In French, the word "étouffée" (borrowed into English as "stuffed" or "stifled") means, literally, "smothered" or "suffocated", from the verb "étouffer". 
Étouffée can be made using different shellfish, the most popular version of the dish being Crawfish Étouffée. Étouffée is seasoned and slightly thicker than a typical stew. Depending on who is making it and where it is being made it is flavored with either Creole or Cajun seasonings. Étouffée is typically served over rice and is made with a roux. In the case of the Creole version of Crawfish Étouffée, it is made with a blonde or brown roux. A blond roux is one that is cooked, stirring constantly, for approximately 20 minutes to remove the "raw" flavor of the flour and to add a slightly "nutty" flavor, while a brown roux is cooked longer (30 to 35 minutes) in order to deepen the color and flavor.  It is important to note that although Creole and Cajun cuisines are distinct, there are many similarities. 
Originally étouffée was a popular dish in the Bayou and backwaters of Louisiana.

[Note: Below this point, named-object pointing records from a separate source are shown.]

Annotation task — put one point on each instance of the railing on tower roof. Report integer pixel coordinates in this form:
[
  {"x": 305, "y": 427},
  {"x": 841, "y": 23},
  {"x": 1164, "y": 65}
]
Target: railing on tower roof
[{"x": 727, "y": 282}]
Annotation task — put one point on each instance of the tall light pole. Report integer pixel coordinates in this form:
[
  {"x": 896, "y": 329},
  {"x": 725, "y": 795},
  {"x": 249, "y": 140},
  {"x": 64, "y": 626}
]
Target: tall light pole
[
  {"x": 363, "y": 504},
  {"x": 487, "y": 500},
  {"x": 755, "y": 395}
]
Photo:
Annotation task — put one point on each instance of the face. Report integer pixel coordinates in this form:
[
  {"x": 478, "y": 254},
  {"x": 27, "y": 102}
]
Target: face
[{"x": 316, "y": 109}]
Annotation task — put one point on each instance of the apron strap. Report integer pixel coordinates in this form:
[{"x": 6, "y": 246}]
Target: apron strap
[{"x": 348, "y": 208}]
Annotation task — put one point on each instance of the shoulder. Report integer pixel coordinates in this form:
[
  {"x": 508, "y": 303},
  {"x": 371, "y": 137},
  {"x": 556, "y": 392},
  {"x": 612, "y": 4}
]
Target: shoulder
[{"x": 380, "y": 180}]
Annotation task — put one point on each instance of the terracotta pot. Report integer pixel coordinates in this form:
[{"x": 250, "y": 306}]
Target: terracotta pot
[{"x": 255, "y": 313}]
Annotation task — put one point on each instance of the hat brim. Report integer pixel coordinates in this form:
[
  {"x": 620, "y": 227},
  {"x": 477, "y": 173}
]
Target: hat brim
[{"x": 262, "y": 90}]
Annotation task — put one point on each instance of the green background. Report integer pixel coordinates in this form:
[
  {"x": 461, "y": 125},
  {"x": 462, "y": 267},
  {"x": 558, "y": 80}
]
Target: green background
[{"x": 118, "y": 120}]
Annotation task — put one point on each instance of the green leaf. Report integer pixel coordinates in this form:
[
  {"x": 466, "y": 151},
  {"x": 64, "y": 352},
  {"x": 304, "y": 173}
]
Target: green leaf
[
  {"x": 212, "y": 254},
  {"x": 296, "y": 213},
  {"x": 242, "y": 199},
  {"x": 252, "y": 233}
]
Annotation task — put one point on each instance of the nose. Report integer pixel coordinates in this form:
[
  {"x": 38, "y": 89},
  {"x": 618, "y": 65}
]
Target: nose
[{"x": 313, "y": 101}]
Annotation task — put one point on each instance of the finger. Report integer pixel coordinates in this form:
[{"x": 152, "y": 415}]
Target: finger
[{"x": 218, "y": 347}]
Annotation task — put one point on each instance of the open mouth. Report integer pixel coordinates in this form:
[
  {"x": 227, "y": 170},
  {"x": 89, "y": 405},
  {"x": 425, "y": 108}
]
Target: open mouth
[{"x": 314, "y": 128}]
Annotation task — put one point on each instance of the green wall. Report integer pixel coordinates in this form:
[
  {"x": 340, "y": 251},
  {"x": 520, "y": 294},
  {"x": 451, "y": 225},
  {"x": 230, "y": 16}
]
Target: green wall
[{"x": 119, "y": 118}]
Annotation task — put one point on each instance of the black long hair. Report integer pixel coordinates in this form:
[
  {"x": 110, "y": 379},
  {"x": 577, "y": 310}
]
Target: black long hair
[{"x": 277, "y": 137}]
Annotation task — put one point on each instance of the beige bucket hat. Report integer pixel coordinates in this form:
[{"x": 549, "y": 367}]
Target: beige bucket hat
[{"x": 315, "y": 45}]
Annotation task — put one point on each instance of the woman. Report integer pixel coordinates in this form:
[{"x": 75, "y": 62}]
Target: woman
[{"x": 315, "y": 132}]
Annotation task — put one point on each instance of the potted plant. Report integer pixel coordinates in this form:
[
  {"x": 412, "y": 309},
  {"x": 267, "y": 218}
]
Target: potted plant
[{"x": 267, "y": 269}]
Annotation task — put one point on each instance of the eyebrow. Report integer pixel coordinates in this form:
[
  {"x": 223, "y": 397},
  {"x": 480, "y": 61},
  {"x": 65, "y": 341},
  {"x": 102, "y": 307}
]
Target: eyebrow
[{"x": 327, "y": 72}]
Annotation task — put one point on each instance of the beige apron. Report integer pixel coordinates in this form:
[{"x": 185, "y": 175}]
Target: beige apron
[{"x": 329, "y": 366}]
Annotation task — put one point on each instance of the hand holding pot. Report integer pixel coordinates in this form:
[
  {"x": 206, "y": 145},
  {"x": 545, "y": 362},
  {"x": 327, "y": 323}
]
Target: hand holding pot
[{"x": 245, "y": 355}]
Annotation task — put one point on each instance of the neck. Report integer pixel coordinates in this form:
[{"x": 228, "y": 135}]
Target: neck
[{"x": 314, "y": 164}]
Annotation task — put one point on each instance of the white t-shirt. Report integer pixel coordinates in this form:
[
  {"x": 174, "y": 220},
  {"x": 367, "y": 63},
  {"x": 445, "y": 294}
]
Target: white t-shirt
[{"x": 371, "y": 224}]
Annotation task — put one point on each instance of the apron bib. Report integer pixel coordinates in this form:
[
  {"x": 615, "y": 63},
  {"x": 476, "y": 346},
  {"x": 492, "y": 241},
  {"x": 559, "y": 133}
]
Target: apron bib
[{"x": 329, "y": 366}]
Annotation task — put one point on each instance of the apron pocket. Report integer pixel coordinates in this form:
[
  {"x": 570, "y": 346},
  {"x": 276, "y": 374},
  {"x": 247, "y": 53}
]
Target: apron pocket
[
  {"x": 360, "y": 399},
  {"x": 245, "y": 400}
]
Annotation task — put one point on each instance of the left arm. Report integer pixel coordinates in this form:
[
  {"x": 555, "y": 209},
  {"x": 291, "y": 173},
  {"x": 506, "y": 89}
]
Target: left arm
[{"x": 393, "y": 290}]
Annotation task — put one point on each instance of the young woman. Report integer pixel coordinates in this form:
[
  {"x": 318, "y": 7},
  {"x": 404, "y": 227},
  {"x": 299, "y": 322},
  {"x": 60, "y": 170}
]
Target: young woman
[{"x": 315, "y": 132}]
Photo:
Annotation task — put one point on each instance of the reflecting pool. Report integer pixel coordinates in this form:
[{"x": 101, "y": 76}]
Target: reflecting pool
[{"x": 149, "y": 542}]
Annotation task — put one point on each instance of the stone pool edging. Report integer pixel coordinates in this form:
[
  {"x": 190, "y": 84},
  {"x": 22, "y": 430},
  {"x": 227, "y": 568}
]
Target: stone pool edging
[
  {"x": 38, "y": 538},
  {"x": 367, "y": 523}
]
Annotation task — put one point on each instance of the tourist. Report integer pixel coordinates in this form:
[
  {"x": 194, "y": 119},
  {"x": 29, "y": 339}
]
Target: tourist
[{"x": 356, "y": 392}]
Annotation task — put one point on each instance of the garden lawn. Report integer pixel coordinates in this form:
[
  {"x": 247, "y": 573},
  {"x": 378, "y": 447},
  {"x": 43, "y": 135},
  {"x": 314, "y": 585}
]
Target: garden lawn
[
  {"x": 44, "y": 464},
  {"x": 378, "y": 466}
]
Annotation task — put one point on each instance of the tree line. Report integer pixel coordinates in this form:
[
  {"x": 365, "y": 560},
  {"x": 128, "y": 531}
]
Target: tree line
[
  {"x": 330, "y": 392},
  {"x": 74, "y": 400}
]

Approximately 70 years ago étouffée was introduced to restaurant goers in Breaux Bridge, Louisiana. It was a very popular dish among Cajuns in the area. About 25 years ago a waiter at a popular Bourbon Street restaurant Galatoire's brought the dish in to his boss to try. The dish was a hit and they have served it ever since. The dish gained popularity in the city and is a common choice among tourists and locals alike. Many Cajun restaurant owners claim that étouffée is the most popular dish on the menu.